Cushendall boss John Smokey McKillop is primed for battle
RUAIRI OG, Cushendall manager John ‘Smokey’ McKillop believes he has the leaders in his ranks to ambush favourites Na Piarsaigh at Croke Park on St Patrick’s Day.
Underdogs for their All-Ireland semi-final against Connacht champions Sarsfield’s of Galway, the north Antrim men swept to a famous win with 12 points to spare to reach their first-ever All-Ireland final: “There are some great leaders in this team,” said McKillop.
“You’ve [Arron] Graffin, you’ve Neil [McManus], you’ve Shane [McNaughton], you’ve Searlas [Karl McKeegan] and Paddy McGill has really came out of his shell... Paddy used to be so quiet; now he’s in the middle of it. So when you’re getting Paddy McGill talking you know things are going well.”

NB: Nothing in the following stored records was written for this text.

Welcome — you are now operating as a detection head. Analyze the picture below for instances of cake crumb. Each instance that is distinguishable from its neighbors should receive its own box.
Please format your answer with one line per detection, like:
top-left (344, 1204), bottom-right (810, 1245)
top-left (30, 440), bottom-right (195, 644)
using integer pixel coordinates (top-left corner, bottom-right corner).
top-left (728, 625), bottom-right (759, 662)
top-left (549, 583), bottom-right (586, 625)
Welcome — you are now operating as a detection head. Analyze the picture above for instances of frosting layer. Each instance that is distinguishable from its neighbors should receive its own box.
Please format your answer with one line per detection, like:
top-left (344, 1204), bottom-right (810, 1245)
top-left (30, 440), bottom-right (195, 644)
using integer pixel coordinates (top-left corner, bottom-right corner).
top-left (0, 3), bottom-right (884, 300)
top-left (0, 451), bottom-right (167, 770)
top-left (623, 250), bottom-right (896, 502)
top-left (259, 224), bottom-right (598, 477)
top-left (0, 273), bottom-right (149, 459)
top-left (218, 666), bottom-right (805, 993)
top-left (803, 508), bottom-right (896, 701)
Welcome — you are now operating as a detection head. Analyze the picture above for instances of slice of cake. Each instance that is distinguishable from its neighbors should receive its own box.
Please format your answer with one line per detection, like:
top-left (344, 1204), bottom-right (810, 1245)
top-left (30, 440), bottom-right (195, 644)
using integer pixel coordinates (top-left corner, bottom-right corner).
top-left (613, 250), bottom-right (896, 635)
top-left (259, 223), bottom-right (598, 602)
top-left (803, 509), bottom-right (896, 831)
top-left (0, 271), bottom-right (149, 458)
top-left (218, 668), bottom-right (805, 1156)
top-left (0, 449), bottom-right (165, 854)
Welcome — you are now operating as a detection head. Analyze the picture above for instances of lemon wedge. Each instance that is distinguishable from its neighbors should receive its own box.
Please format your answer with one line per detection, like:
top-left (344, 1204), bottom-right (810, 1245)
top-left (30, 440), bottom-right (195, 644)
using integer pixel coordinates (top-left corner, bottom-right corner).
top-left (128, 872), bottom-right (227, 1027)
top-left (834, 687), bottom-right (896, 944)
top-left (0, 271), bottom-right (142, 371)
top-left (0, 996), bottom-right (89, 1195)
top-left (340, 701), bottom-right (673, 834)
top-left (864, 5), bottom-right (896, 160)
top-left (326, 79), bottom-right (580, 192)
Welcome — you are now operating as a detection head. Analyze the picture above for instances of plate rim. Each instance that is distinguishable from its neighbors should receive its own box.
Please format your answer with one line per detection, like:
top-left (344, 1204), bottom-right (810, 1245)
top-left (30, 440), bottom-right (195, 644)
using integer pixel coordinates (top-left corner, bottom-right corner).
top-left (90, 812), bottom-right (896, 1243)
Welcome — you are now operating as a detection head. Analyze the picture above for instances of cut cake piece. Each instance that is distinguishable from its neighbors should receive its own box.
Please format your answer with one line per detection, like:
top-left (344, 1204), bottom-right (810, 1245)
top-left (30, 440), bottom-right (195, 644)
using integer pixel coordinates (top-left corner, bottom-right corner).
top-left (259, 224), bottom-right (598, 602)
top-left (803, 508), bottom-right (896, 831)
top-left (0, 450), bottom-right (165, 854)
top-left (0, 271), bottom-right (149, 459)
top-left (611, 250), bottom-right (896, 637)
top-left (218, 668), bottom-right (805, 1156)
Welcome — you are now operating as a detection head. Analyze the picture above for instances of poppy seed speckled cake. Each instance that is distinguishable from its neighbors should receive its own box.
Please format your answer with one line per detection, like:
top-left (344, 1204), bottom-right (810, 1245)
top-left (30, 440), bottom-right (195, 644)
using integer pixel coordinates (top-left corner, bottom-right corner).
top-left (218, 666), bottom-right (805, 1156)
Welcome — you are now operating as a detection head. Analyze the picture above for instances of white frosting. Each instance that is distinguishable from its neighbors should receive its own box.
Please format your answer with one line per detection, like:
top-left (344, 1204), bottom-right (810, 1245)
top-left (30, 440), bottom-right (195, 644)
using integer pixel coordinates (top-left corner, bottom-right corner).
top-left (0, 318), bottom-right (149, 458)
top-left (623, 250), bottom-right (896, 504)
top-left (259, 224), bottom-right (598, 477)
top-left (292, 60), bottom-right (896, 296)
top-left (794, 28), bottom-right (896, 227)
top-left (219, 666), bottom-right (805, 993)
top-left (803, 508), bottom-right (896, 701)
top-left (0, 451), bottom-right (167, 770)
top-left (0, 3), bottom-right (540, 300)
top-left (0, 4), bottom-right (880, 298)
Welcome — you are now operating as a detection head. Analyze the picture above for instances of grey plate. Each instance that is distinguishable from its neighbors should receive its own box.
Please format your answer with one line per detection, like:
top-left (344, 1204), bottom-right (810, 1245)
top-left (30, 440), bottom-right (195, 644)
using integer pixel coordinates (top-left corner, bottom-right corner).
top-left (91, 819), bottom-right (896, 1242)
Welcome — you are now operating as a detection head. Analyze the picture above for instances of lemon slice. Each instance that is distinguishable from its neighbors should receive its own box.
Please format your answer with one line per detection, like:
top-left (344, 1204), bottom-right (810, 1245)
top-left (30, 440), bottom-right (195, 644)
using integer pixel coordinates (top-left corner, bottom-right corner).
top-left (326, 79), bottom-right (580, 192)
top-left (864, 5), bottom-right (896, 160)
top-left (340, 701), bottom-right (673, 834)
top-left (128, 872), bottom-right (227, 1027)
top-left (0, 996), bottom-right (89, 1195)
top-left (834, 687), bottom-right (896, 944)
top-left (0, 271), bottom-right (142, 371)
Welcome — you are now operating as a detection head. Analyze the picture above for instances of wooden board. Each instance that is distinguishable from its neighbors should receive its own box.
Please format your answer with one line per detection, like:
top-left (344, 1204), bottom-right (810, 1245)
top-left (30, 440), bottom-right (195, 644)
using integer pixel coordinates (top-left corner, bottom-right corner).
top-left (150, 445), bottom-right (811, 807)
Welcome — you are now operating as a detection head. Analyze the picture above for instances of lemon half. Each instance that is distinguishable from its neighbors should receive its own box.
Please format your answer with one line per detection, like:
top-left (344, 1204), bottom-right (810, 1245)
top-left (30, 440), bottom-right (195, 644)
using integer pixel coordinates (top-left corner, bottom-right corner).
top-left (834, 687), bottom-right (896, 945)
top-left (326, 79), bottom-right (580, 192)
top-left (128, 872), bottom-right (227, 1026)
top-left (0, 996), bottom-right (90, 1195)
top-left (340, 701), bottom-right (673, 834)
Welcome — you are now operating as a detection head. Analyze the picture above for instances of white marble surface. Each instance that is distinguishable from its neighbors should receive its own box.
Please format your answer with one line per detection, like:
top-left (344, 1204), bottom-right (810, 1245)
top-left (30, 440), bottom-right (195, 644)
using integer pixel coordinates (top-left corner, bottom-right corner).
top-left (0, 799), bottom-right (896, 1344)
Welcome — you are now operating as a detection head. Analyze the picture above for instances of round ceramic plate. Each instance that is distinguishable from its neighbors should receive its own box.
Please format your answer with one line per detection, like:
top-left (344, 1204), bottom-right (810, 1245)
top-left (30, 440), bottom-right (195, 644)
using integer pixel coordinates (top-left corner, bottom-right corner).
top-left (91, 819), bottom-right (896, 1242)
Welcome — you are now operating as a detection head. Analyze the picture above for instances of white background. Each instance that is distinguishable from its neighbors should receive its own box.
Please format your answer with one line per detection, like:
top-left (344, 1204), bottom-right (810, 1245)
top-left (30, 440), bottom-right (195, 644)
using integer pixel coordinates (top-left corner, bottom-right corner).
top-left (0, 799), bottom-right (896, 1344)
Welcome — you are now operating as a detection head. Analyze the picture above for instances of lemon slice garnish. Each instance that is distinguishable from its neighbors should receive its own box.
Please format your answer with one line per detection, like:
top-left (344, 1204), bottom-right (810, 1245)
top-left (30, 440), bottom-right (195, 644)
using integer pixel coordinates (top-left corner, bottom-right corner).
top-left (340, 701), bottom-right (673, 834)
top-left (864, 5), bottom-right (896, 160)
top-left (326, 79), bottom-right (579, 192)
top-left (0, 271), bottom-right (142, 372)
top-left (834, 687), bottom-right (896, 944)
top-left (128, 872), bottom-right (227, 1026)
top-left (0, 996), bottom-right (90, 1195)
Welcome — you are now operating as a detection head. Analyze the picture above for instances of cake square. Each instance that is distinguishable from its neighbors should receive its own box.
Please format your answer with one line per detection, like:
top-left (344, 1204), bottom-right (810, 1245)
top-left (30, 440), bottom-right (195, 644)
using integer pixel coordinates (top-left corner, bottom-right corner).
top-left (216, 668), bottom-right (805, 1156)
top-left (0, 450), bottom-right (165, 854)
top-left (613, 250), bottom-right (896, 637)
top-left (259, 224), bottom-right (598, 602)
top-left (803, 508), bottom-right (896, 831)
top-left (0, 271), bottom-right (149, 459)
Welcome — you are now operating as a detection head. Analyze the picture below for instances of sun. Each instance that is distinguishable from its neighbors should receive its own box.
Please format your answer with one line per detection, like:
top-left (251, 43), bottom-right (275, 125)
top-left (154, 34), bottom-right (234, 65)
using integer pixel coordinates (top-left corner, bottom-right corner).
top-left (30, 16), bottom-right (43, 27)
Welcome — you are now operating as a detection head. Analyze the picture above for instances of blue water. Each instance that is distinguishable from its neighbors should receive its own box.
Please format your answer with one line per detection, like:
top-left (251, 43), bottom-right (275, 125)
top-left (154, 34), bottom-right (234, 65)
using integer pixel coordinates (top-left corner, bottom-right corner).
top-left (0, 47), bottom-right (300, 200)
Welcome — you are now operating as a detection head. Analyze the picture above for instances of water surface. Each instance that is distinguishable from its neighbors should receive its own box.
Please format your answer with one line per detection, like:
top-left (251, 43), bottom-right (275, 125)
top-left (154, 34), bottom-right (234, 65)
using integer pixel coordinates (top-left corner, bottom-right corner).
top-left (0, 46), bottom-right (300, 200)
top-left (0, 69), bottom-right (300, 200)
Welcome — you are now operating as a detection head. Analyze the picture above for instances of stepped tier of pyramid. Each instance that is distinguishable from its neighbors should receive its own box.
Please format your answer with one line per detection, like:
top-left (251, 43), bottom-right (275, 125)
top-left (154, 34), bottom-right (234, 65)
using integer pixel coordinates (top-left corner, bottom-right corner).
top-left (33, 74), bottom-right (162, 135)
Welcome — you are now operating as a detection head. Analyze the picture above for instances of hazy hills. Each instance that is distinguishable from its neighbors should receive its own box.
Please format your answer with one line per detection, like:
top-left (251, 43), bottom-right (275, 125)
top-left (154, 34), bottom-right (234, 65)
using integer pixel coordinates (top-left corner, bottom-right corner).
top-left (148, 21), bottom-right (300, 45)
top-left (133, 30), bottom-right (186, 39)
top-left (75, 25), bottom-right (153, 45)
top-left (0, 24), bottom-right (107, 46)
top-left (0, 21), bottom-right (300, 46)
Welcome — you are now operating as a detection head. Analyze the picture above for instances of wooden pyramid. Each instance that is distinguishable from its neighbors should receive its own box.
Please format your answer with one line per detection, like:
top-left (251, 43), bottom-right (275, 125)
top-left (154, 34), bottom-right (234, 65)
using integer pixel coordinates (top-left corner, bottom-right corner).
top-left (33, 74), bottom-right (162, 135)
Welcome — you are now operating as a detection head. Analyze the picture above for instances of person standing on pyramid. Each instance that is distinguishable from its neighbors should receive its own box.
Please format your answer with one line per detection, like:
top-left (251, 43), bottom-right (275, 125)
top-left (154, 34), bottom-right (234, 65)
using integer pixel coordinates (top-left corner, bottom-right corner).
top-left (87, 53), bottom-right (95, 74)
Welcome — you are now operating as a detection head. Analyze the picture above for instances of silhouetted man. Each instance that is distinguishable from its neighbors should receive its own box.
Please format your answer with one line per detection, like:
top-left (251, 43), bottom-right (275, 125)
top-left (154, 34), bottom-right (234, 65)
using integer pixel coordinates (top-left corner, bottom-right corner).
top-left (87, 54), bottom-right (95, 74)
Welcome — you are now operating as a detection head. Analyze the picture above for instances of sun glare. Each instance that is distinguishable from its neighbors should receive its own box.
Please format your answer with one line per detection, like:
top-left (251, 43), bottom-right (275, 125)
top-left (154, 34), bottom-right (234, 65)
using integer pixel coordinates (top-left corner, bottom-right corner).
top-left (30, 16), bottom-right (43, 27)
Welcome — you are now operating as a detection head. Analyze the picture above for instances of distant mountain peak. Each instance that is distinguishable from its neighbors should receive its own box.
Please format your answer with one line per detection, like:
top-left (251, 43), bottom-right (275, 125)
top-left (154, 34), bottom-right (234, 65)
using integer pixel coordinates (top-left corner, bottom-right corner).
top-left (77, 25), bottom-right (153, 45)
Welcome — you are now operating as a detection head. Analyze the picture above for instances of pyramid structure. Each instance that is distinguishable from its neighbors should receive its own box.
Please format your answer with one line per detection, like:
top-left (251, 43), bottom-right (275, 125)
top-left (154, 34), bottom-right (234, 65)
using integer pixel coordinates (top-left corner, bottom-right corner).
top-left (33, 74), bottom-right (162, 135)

Cushendall have had to come from behind in all their Championship games - bar the Sarsfield’s clash - to win. Arguably their greatest escape was being five points down in their Championship opener against St John’s with four minutes remaining. Up stepped Neil McManus and Shane McNaughton with late goals to win it. Since then, the Ruairi Ogs haven’t looked back. Ironically, the club didn’t have a lot of people “putting their hands up” to take the senior team after they’d lost the 2015 Ulster final to Portaferry.
McKillop had been part of many backroom teams over the years and after heavy prompting from his namesake and assistant, John McKillop, he staked his claim: “Nobody put their hand up,”
“It takes wile commitment to do the job. I was over our minors in 2010 and John, who was along with me, happened to come up to the house and said: ‘Would you not put your name in for the seniors?’ I wasn’t managing but I was in the background. So he kept at me. If you know John he doesn’t know what ‘No’ means. So I decided to have a go at it.”
An oil lorry-driver, McKillop has fulfilled every role at the club: “It’s like having a second job,” he said.
“I’ve done every other job at the club. In summer, I’d be on the field at eight o’clock in the morning, Archie would cut the pitch, I’d cut the sides, spray the weeds, and strim whatever needs strimming and lift the rubbish.
“I’d be at the pitch seven days a week. You always find something to do.”